Bakınız geçenlerde kararname ile “ Terör suçundan cezaevinde olanlar hiçbir sınava giremez.” denildi ve eşit şekilde bize de Fetö’ den içeri girenlere de uygulandı. Eğitim hakkı bir yana bir tarih sınırlaması getirilebilirdi oysa. Fetö’den içeri girenler henüz yeni başvurularda bulunmuşlardı. Bizim arkadaşlarımız yıllardır okuyorlardı. Bir arkadaşımız ilahiyatın son yılındaydı. Okul hayatı bitti. Biri de iki yıllık bir bölümü okuyordu, o da boşa kürek çekti.

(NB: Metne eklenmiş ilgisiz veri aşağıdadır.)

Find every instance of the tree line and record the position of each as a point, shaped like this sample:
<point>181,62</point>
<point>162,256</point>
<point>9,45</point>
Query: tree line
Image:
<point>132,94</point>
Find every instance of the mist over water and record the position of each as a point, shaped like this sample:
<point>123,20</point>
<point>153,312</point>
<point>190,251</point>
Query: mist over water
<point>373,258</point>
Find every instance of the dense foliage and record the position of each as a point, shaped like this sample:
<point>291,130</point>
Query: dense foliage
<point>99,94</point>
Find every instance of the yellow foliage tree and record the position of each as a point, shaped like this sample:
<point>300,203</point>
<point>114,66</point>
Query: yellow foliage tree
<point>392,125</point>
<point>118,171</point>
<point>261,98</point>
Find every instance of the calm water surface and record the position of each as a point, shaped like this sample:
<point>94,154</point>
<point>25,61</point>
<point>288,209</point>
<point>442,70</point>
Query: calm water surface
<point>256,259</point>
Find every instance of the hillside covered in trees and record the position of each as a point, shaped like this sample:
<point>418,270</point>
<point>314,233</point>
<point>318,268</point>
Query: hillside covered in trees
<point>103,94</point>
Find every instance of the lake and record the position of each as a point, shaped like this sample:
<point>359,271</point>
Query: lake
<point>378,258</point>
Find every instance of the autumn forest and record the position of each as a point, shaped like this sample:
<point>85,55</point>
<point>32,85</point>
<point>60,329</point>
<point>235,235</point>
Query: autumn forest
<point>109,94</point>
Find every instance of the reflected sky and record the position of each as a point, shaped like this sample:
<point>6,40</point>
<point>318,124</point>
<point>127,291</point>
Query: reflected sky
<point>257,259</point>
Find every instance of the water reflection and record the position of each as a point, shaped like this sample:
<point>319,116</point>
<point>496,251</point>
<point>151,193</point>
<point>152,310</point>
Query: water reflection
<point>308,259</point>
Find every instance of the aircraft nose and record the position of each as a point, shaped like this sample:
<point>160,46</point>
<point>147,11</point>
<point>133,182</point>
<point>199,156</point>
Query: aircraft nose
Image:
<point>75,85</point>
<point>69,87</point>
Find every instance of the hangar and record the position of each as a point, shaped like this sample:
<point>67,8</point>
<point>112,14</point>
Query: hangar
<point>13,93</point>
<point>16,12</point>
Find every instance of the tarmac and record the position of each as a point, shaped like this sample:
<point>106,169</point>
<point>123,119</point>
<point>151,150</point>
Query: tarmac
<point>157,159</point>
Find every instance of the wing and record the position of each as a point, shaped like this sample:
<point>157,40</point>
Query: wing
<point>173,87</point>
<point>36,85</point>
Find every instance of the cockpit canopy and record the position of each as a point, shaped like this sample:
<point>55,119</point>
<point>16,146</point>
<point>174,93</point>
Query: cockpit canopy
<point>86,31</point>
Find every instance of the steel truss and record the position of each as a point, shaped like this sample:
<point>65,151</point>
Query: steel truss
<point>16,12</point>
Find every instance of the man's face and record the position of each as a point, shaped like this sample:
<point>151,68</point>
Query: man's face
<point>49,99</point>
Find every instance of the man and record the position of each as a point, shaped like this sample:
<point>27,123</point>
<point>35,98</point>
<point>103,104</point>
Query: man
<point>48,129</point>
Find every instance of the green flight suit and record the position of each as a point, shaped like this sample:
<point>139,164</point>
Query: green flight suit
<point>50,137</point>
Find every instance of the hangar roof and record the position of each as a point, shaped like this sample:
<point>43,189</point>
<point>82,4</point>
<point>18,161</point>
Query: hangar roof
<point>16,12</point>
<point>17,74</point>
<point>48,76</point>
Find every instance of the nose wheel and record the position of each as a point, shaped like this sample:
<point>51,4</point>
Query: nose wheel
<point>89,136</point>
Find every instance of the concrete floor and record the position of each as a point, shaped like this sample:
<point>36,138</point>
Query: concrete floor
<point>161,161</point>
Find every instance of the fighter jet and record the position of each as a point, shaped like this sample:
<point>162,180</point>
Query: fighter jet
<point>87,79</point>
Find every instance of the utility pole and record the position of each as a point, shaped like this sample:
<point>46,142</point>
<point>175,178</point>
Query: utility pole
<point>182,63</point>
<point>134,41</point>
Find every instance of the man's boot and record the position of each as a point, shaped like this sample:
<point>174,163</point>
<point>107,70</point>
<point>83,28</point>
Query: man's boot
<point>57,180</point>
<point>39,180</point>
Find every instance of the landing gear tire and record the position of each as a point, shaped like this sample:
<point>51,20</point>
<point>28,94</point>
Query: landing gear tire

Daha vahim bir örnek vereyim. Şerafettin Aslan adındaki arkadaşımız cezaevleri şartlarında Ahmet Yesevi Üniversitesi uzaktan eğitimle Bilgisayar Mühendisliğini kazandı. Bunun için binlerce lira para ödedi. Ankara’ya kadar gitti. Gurbet cezaevlerinde okumaya çalıştı. Son yılını okurken kararname ile onu memleketindeki cezaevine gönderdiler. Bu kadar basit.

Aslında bunun gibi nice olumsuzluklar var ancak bunları duyan olmaz. Biz dahi alıştık, “ Belirtmeye, yazmaya gerek yok. İlgilenen olmaz “ deyip kenara atıyoruz. Yani bizim 28 Şubat şartları devam ediyor.

 

Bunları size yazmam tanık olmanız içindir. Yoksa iktidardan bir beklentim yok. Nasıl olsa bütün terör örgütlerine eşit davranacakları gün gelir. Hatta şunu iddia edebilirim: Bir iki yıl sonra Fetö’den girenlerin yüzde sekseni çıkar. Beş yıl sonra içerde bin kadar kişi ya kalır ya kalmaz.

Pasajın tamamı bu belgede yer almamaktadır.